HC Deb 11 June 1869 vol 196 cc1589-90
MR. STAVELEY HILL

said, he wished to ask the Under Secretary of State for Foreign Affairs, Whether a first-class pension of £1,700 can be awarded to a Diplomatist after a service of fifteen years; and whether a fourth-class pension of £700 cannot now be awarded after a service of twenty-five years, or an actual service of ten years, from date of first commission?

MR. OTWAY

, in reply, said, as there appeared to have been some misapprehension on this subject, he would state the conditions under which diplomatic pensions were at present granted. Under the Act 2 & 3 Will, IV., c. 116, no diplomatic pension could be granted to any person until after the expiration of fifteen years from the date of the first commission, nor until after he should have actually served ton years. But, if, in the course of these ten years, he had served three years as Ambassador at some foreign Court, he would be entitled to receive a first-class pension of £1,700. A fourth-class pension, not exceeding £700 a year, might be granted fifteen years after the date of the first commission; if the person had actually served ten years at some foreign Court.
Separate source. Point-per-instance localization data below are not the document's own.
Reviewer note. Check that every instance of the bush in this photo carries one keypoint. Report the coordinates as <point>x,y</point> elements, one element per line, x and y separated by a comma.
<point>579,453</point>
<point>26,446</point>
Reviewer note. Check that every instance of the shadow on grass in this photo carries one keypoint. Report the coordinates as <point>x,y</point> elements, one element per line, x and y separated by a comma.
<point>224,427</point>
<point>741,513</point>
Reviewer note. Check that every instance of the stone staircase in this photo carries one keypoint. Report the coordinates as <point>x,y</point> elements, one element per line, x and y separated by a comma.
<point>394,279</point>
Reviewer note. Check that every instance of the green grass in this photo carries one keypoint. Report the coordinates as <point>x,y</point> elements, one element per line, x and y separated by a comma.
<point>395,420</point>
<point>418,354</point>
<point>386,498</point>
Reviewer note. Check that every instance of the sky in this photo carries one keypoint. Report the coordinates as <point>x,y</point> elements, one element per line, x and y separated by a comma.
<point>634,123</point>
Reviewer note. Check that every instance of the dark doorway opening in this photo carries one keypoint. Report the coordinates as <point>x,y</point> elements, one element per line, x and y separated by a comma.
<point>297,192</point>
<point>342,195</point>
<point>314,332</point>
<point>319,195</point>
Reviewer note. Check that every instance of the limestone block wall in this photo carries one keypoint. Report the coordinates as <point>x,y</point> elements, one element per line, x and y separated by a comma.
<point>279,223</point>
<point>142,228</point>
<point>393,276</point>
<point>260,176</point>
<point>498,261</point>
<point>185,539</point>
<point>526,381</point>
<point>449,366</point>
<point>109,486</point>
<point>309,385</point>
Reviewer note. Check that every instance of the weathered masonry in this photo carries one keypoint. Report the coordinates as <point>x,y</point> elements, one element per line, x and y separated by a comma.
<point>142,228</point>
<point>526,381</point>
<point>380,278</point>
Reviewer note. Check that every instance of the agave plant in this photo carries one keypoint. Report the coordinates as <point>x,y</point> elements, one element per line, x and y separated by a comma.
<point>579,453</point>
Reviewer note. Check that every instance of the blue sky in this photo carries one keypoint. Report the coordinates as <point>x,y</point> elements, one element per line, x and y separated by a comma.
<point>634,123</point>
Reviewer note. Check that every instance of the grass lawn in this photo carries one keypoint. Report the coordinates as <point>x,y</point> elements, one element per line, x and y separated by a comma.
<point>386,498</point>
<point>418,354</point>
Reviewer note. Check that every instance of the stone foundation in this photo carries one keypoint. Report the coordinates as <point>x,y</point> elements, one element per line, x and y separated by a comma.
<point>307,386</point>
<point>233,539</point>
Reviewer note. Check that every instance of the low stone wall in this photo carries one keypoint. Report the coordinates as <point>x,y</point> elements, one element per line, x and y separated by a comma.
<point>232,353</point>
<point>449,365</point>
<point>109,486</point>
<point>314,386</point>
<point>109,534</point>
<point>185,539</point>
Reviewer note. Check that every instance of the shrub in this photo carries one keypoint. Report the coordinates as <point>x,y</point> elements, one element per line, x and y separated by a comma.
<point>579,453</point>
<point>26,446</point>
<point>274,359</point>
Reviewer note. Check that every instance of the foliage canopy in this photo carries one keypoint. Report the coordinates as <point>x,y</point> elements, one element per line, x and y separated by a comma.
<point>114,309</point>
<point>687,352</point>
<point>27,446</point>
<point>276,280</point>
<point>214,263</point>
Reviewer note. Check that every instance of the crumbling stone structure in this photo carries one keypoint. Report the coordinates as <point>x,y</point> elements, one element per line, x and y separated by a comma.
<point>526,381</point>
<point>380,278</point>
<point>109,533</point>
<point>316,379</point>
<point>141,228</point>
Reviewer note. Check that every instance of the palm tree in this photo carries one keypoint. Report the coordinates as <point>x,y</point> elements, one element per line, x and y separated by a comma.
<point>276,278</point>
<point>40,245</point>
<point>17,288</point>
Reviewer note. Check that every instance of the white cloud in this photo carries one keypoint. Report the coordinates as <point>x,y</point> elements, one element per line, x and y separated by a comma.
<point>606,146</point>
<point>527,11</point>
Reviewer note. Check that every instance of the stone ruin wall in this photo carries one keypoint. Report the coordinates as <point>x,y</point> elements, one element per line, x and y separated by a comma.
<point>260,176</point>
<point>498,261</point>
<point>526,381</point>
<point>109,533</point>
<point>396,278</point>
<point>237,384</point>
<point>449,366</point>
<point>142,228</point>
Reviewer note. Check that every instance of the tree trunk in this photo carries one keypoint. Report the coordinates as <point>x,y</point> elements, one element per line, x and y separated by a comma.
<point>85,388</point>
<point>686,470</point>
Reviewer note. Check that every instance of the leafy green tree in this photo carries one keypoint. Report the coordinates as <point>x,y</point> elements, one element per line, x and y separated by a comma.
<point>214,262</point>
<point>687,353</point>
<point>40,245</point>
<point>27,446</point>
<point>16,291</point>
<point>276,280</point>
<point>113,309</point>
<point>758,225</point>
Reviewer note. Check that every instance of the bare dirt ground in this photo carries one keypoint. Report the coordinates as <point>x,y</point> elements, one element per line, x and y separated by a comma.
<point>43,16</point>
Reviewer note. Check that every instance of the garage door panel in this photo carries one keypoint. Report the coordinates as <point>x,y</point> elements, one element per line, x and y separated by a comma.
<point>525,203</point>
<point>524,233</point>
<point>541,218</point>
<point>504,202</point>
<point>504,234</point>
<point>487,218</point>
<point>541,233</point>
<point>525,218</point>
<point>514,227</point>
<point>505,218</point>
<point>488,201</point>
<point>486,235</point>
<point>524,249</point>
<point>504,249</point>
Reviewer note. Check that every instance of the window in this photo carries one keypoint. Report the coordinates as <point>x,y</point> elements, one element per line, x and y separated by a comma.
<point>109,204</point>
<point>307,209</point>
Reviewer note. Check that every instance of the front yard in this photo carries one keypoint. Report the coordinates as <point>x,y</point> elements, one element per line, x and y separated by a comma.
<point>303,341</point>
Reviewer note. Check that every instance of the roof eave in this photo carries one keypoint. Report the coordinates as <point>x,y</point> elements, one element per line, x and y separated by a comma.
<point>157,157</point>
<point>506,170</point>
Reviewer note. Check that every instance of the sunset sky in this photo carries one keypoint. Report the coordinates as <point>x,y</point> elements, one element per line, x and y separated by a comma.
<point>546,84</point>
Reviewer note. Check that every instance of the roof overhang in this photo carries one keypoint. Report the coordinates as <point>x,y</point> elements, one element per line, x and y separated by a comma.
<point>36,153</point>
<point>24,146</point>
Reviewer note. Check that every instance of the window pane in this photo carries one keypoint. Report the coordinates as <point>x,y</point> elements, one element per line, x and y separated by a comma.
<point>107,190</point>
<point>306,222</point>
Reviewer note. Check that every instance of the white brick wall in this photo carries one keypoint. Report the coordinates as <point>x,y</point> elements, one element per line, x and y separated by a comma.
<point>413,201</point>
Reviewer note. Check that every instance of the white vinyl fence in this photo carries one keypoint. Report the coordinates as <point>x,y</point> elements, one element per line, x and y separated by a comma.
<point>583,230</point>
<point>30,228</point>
In the whole diplomatic service there were but four persons enjoying a first-class pension. One of these was Lord Napier, whose pension was at present in abeyance owing to his being Governor of Madras; he had served twenty-five years, five years of which as Ambassador. Another was Lord Stratford de Redcliffe, whose service commenced in 1807, and terminated in 1858; he had been more than five years an Ambassador before his pension was granted. The third was Lord Cowley, who entered the diplomatic service in 1824, and retired in 1867, having served continuously for forty-three years, of which thirteen and a-half as Ambassador, before his pension was granted. The last was Sir Henry Bulwer, who entered the diplomatic service in 1827, and retired in 1865, after thirty-eight years' service, of which seven were passed as Ambassador. Although under the Act diplomatists were entitled to pensions for the terms he had stated, practically the length of service for which pensions were granted was much more extensive than was required by the Act. After fifteen years, according to the Act, a man became entitled to a pension; practically the time was twenty years, because during the first four years of service he received no pay, nor had he a commission.